Upon that proof the court of appeals held that the charge was erroneous, and that the rule laid down was in conflict with the decision in Leeds v. Gaslight Co., 90 N. Y. 26, and there was no suggestion in that case that the error was cured, or that it was not available to the defendant, because defendant’s counsel had failed to request that only nominal damages might be recovered, and the broad rule was again reiterated: “Before damages for future pecuniary loss can be awarded, there should be some proof such as a party can always give of his circumstances and condition in life, his earning power, skill, and capacity.” Wood v. City of Watertown, 58 Hun, 298, 11 N. Y. Supp. 864; Munk v. Same, 67 Hun, 261, 22 N. Y. Supp. 227, opinion by Martin, J.

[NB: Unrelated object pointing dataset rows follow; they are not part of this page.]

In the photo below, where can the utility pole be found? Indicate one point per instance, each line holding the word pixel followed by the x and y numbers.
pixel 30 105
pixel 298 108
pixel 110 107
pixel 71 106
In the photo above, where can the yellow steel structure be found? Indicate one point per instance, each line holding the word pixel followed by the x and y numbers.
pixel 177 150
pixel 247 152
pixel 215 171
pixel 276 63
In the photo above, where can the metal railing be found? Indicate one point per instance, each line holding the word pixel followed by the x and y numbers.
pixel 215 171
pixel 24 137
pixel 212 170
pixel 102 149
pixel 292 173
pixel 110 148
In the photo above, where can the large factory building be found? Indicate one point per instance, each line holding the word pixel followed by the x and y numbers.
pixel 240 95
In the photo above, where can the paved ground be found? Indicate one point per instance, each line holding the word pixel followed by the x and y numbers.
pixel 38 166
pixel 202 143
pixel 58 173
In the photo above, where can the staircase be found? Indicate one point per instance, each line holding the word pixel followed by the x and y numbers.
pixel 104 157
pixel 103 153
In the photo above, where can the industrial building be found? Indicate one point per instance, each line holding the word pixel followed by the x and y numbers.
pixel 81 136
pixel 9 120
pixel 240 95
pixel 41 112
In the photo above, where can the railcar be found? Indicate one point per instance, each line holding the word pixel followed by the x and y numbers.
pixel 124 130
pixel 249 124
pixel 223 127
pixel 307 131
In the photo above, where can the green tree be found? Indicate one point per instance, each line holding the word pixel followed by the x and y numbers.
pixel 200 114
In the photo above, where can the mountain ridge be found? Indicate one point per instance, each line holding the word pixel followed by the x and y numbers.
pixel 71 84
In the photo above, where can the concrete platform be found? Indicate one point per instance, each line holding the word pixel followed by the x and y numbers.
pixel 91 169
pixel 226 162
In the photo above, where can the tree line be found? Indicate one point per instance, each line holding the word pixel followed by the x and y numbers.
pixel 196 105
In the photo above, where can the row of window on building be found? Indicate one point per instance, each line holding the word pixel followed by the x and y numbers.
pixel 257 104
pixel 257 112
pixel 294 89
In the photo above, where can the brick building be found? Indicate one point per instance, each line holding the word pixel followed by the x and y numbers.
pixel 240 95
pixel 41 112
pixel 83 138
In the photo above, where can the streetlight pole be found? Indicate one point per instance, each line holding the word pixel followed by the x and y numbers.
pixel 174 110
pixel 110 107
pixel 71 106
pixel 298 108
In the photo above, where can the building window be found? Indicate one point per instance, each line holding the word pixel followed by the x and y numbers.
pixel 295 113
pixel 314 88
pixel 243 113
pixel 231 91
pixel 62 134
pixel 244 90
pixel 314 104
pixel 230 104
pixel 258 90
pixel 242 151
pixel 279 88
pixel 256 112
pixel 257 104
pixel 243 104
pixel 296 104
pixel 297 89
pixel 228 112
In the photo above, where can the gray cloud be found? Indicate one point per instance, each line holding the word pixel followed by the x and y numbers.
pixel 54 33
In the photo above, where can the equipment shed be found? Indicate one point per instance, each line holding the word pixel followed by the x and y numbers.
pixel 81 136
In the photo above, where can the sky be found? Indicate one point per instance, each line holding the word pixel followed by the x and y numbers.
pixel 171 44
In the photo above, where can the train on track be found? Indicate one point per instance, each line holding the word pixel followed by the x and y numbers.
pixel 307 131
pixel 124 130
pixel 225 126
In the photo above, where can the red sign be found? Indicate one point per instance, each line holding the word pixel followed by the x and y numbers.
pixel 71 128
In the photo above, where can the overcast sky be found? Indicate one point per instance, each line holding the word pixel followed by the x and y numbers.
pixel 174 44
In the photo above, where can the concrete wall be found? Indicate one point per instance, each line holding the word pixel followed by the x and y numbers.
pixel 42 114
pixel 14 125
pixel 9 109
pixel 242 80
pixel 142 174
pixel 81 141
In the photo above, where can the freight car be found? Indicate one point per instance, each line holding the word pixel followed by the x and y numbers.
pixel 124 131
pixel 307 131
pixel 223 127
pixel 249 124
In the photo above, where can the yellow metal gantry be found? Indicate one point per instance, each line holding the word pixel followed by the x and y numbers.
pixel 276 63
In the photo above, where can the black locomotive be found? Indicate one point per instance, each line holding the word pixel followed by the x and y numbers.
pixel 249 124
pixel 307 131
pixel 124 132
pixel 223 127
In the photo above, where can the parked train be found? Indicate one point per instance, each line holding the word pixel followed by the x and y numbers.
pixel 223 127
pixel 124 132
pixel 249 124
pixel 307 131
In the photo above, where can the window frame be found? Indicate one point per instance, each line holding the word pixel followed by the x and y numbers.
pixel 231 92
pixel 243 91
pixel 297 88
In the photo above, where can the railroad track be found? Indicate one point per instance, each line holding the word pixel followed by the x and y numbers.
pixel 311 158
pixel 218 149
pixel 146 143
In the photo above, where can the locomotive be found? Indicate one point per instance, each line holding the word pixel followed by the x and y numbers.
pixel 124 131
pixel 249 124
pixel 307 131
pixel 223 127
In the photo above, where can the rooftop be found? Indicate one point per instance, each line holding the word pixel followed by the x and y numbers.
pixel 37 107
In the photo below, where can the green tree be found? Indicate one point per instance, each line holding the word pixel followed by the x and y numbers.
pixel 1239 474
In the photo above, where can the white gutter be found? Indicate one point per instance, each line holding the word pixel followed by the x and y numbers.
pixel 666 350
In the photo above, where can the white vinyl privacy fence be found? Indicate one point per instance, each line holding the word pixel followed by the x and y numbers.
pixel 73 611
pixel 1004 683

The instructions to the jury by the learned trial justice as to the damages the plaintiff was entitled to recover were clearly erroneous, and it cannot be said that they were not prejudicial to the defendant. “The reception of illegal evidence is presumptively injurious to the party objecting to its admission, but when the presumption is repelled, and it is clearly beyond rational doubt that no harm was done to the party objecting, and that the illegal evidence did not and could not affect the result, that error furnishes no ground for reversal.” Anderson v. Railroad Co., 54 N. Y. 334, 341. We think, under the facts and circumstances disclosed by the evidence in this case, it cannot be said that “it is ¿learly beyond rational doubt that the illegal evidence did not and could not affect the result.”
It follows that for the error committed by the learned trial justice in charging the jury as to the measure of damages the judgment should be reversed, and a new trial ordered, with costs to the appellant to abide the event.